In [None]:
import pandas as pd 
from sklearn.model_selection import train_test_split
from sklearn.pipeline import Pipeline
from sklearn.compose import ColumnTransformer, make_column_transformer, make_column_selector
from sklearn.impute import SimpleImputer
from sklearn.preprocessing import StandardScaler, OneHotEncoder
import numpy as np
from sklearn.linear_model import LinearRegression
from sklearn.metrics import mean_squared_error
from scipy.stats import spearmanr
from sklearn.model_selection import cross_val_score
from sklearn.model_selection import cross_val_predict
from scipy.stats import spearmanr


# importations des datasets kjgkjhg

data_X_train = pd.read_csv("X_train.csv")
data_y_train = pd.read_csv("y_train.csv")
data_X_test = pd.read_csv("X_test_final.csv")
data_y_test = pd.read_csv("y_test_random_final.csv")

X = data_X_train.drop(columns=["ID","COUNTRY"]).copy()
y=data_y_train["TARGET"].copy()

#séparation 
X_train, X_test, y_train, y_test = train_test_split(X, y, test_size=0.2, random_state=42)

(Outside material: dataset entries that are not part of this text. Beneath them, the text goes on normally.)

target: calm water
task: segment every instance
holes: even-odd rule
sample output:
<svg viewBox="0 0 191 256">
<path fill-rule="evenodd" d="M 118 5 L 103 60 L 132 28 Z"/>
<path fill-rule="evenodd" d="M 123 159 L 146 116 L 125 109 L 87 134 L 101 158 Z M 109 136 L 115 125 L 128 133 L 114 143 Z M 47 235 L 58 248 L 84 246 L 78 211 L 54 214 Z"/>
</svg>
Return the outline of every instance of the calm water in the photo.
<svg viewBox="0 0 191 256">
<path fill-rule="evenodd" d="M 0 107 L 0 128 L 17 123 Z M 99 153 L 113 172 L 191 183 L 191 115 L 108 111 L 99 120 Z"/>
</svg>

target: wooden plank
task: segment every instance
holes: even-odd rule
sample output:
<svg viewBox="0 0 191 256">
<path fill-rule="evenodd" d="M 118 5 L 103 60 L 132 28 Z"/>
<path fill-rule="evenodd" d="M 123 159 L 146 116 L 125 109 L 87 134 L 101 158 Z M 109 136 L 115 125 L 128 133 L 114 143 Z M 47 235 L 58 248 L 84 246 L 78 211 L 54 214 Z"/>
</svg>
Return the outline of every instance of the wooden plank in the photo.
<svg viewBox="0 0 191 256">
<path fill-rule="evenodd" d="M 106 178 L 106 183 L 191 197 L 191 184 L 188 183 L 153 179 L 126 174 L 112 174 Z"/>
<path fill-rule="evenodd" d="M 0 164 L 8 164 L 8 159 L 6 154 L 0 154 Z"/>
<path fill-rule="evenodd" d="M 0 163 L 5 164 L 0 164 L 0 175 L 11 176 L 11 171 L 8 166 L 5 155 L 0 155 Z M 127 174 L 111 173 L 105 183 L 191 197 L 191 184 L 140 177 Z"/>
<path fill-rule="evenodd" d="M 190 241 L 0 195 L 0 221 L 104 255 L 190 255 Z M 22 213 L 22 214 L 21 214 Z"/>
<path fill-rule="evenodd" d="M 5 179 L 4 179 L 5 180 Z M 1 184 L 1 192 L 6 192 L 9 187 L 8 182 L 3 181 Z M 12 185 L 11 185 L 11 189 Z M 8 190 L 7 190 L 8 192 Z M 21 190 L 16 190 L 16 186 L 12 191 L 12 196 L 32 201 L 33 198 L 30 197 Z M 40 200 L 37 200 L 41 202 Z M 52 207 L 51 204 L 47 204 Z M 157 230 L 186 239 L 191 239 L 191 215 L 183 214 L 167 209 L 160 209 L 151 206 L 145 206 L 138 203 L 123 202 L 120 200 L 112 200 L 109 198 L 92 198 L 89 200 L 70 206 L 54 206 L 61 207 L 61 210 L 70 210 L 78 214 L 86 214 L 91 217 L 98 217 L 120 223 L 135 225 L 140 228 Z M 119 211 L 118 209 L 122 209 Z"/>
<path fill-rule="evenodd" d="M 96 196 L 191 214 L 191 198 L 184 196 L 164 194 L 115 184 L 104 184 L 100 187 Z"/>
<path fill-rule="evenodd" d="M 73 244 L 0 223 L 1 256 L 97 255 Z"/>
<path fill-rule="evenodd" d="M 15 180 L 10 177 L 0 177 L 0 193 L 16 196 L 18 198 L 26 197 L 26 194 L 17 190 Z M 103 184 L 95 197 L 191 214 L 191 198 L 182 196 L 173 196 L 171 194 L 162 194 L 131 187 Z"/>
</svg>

num_columns = X_train.select_dtypes(include=["int64", "float64"]).columns
cat_columns = X_train.select_dtypes(include=["object"]).columns

num_pipeline = Pipeline([
    ("imputer", SimpleImputer(strategy="mean")),
    ("scaler", StandardScaler())
])

cat_pipeline = Pipeline([
    ("imputer", SimpleImputer(strategy="most_frequent")),
    ("onehot", OneHotEncoder(handle_unknown="ignore"))
])

preprocessing = make_column_transformer(
    (num_pipeline, make_column_selector(dtype_include=np.number)),
    (cat_pipeline, make_column_selector(dtype_include=object)),
)

model_pipeline = Pipeline([
    ("preprocessing", preprocessing),
    ("lregression", LinearRegression())
])

model_pipeline.fit(X_train, y_train)
y_pred = model_pipeline.predict(X_test)

# métriques 

rmse = np.sqrt(mean_squared_error(y_test, y_pred))
print("Valeur RMSE sans validation croisée :", rmse)
corr, p_value = spearmanr(y_test, y_pred)
print(f"Corrélation de Spearman : {corr:.4f}")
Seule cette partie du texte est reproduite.